On the other hand, large columns like BLOB
may be better included in a select only when needed,
but cannot be compared with each other. Any table can be projected to a subset of its columns by
including/excluding certain subcomponents. For example assuming the Mages.familiar
component is marked
with OptionalSelect
and has a subject of Option[Familiar]
rather than Familiar
,
From(Mages(-_.familiar)) select *
would not include columns familiar_name
, familiar_species
in the select clause of the generated SQL.
OldSQL is written in a pure object-oriented fashion, as a set of highly polymorphic components. It is designed with extensibility in mind, and almost any functionality can be swapped out for an alternative or custom implementation, with override 'hot spots' on multiple levels. The design was guided by the principles of programmer is always right and bug oriented development (tm).

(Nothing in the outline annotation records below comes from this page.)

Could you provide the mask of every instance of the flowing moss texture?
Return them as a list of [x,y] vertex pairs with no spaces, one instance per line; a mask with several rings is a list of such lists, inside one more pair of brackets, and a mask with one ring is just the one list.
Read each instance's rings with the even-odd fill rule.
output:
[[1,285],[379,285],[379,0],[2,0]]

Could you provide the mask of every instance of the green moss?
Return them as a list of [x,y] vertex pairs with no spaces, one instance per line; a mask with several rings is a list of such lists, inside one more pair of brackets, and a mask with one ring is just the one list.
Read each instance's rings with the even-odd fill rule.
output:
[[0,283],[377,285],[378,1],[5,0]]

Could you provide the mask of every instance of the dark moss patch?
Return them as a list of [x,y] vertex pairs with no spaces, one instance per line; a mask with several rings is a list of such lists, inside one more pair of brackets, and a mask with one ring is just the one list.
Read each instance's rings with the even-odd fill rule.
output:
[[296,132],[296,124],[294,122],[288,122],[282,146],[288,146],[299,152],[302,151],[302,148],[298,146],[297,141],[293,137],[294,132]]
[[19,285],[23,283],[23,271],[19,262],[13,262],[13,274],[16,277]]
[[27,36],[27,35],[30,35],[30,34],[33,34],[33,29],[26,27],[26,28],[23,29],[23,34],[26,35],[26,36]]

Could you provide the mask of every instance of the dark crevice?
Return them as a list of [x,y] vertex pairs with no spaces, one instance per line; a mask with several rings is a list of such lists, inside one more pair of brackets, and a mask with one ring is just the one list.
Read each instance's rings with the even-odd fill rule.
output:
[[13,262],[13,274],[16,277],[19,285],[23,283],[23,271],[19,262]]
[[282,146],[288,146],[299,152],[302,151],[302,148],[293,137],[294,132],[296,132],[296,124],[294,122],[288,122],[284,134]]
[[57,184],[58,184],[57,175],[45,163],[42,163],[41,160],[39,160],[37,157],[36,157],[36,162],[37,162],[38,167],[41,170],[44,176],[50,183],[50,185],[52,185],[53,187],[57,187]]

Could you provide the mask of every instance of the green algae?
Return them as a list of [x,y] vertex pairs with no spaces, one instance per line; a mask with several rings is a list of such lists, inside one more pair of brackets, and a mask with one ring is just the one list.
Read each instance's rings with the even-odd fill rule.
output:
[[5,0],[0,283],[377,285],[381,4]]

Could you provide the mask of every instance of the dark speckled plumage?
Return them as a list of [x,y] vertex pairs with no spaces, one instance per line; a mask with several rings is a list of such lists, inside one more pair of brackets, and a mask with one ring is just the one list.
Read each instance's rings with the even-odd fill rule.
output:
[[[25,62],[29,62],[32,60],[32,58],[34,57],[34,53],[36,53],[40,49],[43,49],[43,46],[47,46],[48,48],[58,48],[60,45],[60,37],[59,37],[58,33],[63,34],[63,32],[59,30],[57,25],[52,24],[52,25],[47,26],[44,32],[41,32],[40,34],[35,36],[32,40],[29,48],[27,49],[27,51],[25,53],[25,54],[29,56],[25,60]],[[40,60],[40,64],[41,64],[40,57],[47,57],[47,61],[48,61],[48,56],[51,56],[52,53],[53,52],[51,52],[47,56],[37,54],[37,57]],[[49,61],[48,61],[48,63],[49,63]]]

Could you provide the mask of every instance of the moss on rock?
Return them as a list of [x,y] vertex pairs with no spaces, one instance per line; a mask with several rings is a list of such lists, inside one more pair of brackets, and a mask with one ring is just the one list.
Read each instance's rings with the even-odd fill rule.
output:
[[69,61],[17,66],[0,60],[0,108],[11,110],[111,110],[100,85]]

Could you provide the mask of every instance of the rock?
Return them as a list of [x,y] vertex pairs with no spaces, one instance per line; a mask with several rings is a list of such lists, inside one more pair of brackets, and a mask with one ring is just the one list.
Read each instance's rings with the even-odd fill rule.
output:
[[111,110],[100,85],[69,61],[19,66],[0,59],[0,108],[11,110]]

The application developer, as the user is in the best position to tell what constitutes valid code. The framework tries its best to make making common mistakes hard, but it gives priority to ensuring that valid SQL constructs are allowed, even if it would mean that some erroneous code could potentially compile. A lot of type safety is achieved by type features which are erased in the runtime, and member types and match types are chosen over implicit evidence wherever possible. As a result, while operations are generally very strictly typed, it is usually possible to circumvent at least partially the restrictions. SQL expressions are invariant in their value type to reduce the chances of type checking expressions incompatible on SQL level, but basically any value conversion can be applied to make interoperability easier if expressions are used only in covariant positions, and so on.
Therefore, rather than pretend our testing caught everything, and that we have foreseen all possible use cases, a framework should make it possible to fix bugs and address limitations by plugging in a custom component in place of a default one, without a need to refactor actual application code.